We deleted the crashing pod, it restarted with the new probe config, and MongoDB was back within 30 seconds.

2. The Domain on clientHold

Even after MongoDB recovered, the site was still unreachable. ERR_NAME_NOT_RESOLVED — DNS wasn’t resolving at all.

The cluster was healthy. Ingress was healthy. The ELB was healthy. dig @8.8.8.8 puzzle.kidsgamesapp.com returned the correct IPs. But browsers couldn’t reach it.

Domain Status: clientHold https://icann.org/epp#clientHold

Amazon Registrar had placed kidsgamesapp.com on hold because the registrant email address wasn’t verified. clientHold completely disables DNS for the entire domain — not just one subdomain, but everything. puzzle., argocd., grafana., the marketing site.

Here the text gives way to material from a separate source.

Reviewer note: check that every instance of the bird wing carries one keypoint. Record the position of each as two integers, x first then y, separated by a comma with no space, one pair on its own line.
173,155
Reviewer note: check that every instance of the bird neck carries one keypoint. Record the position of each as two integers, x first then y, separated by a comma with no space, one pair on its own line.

All of it, gone.

The fix: verify the email in the Route53 Registered Domains console. DNS propagated within minutes after that.

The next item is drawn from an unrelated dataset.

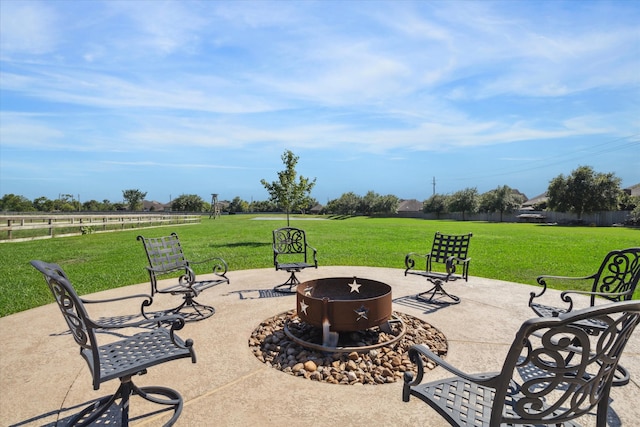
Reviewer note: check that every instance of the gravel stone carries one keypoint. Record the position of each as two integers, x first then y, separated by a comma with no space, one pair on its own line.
382,365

Why We Didn’t Get Notified

Here’s where it gets embarrassing. We already had AlertManager configured to send emails via AWS SES. We even had a Watchdog alert that fires constantly to prove the pipeline is working.

The alerts were firing. AlertManager was trying to send them. But every attempt failed:

554 Message rejected: Email address is not verified.
The following identities failed the check in region US-EAST-1: admin@kidsgamesapp.com

AWS SES runs in sandbox mode by default. In sandbox, you can only send email to addresses you’ve explicitly verified as identities — even if you’re the one receiving them. Our AlertManager was sending to admin@kidsgamesapp.com, which forwards to my Gmail via ImprovMX, but SES didn’t know that. From SES’s perspective, admin@kidsgamesapp.com was unverified.

The fix: verify admin@kidsgamesapp.com as an SES identity. Since ImprovMX forwards it to my Gmail, the verification email landed there and I clicked the link.

aws ses verify-email-identity \
  --email-address admin@kidsgamesapp.com \
  --region us-east-1

Within a minute of verifying, AlertManager drained its retry queue and level=INFO msg="Notify success" started appearing in the logs.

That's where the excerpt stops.